NEW YORK: Cotton futures rose on Thursday as rising demand for corn and soybeans has increased expectations for lower cotton planting acres, while exports jumped to a marketing year high. The cotton contract for March rose 1.20 cent, or 1.4%, to 85.87 cents per lb by 1:45 p.m. EST (1845 GMT).
“With cand soyabean prices so high it is going to take away acres from cotton, which already has been in demand, and we’re anticipating to have smaller acres going forward,” said Jon Marcus, president of Lakefront Futures and Options brokerage in Chicago. Also, “prices have rallied here in tandem with the grain,” Marcus said, adding, bullish exports data and rising equities have added further support to the market.
Chicago Board of Trade corn and soybean futures rose on Thursday, with end users stepping in to buy the market one day after prices posted sharp declines.
In its weekly export sale report, the US Department of Agriculture showed that exports of 433,600 running bales (RB)- a marketing-year high - were up 36% from the previous week, of which 143,200 RB were shipped to China.
The United States is one of the biggest producers of cotton while China is the largest consumer.
The report also showed that net sales of 275,400 RB for 2020/2021 were down 4% from the previous week.
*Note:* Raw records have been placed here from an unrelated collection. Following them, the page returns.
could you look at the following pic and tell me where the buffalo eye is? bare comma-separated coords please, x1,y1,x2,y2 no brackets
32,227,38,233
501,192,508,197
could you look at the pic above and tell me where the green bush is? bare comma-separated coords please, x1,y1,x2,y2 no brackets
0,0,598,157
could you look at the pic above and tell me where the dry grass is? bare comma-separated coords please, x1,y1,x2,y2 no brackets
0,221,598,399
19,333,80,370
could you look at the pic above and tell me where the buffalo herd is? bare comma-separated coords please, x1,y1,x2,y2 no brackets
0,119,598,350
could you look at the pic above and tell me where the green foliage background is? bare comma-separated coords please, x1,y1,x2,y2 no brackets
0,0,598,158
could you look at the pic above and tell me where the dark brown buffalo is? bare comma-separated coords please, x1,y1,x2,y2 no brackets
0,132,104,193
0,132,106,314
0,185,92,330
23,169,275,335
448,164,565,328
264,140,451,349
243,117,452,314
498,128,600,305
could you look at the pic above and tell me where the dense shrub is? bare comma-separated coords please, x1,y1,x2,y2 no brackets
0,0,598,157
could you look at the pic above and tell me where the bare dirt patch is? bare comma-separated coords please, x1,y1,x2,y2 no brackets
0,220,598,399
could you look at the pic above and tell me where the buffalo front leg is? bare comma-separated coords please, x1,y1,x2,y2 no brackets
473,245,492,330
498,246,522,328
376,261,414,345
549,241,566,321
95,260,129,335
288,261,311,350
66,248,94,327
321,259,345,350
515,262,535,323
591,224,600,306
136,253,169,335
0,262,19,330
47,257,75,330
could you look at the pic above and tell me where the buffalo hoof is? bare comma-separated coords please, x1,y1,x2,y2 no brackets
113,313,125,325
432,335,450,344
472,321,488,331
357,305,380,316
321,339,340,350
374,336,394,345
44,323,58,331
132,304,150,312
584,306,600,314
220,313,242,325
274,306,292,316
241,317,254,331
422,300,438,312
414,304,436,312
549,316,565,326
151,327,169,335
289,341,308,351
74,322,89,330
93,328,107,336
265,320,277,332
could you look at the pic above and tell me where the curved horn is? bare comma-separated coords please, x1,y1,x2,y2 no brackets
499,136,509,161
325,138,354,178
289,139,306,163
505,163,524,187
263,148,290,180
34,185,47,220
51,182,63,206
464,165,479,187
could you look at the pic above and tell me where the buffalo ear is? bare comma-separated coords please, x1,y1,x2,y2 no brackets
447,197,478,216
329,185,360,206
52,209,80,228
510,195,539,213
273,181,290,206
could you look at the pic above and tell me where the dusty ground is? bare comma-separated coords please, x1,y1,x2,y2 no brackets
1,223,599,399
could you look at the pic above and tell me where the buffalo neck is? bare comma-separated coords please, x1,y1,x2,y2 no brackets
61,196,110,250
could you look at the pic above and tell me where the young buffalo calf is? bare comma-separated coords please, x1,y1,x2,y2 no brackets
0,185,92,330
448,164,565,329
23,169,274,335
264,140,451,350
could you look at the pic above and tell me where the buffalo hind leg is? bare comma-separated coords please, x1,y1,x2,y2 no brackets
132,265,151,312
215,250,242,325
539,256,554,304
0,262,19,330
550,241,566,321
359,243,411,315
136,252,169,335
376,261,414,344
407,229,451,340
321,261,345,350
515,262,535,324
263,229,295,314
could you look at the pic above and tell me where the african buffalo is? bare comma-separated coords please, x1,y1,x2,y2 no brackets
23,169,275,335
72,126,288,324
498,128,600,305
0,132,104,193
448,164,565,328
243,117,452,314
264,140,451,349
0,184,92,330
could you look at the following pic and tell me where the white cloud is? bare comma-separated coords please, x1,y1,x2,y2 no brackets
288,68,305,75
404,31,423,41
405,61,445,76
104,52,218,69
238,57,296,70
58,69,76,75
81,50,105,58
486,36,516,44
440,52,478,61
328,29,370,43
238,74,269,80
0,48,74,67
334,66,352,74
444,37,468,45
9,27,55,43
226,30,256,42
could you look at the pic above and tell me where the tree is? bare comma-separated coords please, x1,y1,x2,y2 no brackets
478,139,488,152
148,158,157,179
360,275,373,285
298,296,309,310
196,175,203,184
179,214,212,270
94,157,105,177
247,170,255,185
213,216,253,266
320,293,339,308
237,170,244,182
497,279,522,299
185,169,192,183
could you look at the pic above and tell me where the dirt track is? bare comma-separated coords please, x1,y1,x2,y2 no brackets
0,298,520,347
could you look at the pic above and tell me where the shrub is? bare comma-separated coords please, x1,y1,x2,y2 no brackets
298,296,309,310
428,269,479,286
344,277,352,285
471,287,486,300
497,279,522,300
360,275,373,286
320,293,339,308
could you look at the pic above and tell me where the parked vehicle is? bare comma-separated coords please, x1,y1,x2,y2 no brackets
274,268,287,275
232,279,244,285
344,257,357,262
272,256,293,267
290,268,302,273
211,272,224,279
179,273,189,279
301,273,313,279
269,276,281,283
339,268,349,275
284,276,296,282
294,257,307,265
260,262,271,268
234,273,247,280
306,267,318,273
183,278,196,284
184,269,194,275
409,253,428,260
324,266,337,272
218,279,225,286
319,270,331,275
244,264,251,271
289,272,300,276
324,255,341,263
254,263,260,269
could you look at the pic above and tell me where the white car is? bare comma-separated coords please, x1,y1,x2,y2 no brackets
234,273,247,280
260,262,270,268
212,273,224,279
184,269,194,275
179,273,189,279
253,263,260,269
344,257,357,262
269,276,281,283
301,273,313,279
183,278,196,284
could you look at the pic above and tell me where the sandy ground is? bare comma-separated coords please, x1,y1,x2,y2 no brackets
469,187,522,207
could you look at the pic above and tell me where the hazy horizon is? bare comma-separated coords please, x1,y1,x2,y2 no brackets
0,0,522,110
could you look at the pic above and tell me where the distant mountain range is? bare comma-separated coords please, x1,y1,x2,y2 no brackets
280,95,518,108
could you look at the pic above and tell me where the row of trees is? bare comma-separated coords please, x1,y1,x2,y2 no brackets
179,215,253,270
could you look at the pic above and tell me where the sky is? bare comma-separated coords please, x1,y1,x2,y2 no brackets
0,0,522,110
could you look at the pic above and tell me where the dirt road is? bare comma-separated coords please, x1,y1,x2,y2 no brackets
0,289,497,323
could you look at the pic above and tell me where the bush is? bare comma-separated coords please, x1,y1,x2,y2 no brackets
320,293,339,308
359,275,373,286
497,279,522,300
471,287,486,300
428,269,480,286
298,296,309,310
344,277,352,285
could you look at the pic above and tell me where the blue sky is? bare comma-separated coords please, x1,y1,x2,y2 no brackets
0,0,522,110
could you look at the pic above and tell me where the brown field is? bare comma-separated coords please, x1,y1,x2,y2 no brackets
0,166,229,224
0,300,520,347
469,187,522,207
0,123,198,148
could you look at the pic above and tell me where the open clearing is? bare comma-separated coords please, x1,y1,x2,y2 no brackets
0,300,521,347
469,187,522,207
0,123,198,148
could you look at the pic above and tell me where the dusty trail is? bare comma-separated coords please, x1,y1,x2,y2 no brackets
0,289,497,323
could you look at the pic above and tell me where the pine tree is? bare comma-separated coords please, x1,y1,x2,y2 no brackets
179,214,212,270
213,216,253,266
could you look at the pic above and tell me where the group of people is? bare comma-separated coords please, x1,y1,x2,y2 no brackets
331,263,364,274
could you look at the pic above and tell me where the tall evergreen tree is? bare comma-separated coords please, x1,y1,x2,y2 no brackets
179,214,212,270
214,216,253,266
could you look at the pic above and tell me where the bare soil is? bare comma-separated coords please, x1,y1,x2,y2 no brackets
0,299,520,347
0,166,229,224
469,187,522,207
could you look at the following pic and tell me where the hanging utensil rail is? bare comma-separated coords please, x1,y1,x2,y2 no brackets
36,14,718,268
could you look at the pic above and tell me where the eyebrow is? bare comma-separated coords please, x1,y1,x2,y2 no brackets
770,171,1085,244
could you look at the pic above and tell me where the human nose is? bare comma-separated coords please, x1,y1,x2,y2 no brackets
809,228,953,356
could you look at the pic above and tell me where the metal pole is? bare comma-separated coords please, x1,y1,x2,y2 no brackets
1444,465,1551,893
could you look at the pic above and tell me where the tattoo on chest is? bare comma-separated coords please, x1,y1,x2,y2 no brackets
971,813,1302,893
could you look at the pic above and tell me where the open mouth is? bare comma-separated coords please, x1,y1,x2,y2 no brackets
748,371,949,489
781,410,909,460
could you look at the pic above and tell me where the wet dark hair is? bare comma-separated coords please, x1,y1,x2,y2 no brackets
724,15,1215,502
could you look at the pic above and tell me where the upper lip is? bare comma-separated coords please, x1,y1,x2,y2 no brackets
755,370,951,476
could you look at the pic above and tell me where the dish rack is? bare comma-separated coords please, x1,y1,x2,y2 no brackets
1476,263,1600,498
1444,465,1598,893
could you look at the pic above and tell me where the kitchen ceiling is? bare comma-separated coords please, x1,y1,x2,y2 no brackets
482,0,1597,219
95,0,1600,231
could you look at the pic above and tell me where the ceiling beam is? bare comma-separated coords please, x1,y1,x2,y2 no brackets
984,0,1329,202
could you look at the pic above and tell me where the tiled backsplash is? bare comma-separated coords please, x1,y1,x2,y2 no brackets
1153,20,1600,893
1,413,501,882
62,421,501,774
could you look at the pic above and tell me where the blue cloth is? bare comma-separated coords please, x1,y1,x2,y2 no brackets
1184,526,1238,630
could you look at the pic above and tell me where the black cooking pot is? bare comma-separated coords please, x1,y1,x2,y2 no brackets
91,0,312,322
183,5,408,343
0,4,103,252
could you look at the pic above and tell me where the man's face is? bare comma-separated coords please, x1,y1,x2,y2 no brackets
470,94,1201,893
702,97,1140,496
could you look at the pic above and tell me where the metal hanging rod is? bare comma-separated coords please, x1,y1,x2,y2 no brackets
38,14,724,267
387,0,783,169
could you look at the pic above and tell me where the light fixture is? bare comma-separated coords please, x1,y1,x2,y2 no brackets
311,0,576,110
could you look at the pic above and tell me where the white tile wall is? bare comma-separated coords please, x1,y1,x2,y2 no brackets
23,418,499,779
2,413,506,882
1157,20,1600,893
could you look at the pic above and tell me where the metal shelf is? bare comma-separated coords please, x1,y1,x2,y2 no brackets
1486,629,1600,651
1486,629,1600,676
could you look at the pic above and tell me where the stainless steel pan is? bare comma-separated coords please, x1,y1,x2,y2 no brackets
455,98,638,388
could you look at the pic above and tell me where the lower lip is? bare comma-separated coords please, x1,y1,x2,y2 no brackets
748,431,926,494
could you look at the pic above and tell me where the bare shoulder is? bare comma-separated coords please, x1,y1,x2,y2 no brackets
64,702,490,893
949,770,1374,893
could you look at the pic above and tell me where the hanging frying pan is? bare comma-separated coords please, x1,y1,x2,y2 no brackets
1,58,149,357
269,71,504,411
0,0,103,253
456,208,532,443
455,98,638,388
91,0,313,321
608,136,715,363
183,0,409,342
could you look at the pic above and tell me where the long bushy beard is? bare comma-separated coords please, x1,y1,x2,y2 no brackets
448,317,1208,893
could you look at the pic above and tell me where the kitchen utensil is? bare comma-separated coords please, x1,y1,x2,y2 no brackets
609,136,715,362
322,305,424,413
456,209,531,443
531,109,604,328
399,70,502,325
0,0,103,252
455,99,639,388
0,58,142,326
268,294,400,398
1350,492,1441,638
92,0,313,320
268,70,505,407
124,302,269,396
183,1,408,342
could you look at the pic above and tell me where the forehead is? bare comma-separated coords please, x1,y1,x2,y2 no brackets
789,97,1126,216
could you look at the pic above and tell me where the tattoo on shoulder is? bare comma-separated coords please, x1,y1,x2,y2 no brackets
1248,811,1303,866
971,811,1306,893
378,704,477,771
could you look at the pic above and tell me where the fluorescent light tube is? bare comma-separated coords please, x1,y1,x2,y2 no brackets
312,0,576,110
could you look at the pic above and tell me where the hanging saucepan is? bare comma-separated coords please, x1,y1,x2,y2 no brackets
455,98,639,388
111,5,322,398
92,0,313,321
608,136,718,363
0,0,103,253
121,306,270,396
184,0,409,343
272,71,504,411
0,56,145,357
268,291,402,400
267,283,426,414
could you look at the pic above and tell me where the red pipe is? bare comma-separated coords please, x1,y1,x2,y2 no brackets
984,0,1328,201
Meanwhile, US stocks were higher and MSCI’s gauge of stocks across the globe was set for a ninth day of gains on Thursday as investors were optimistic about more fiscal stimulus from the United States.
Total futures market volume fell by 41,752 to 39,864 lots. Certificated cotton stocks deliverable as of Feb. 10 totalled 96,810 480-lb bales, up from 93,667 in the previous session.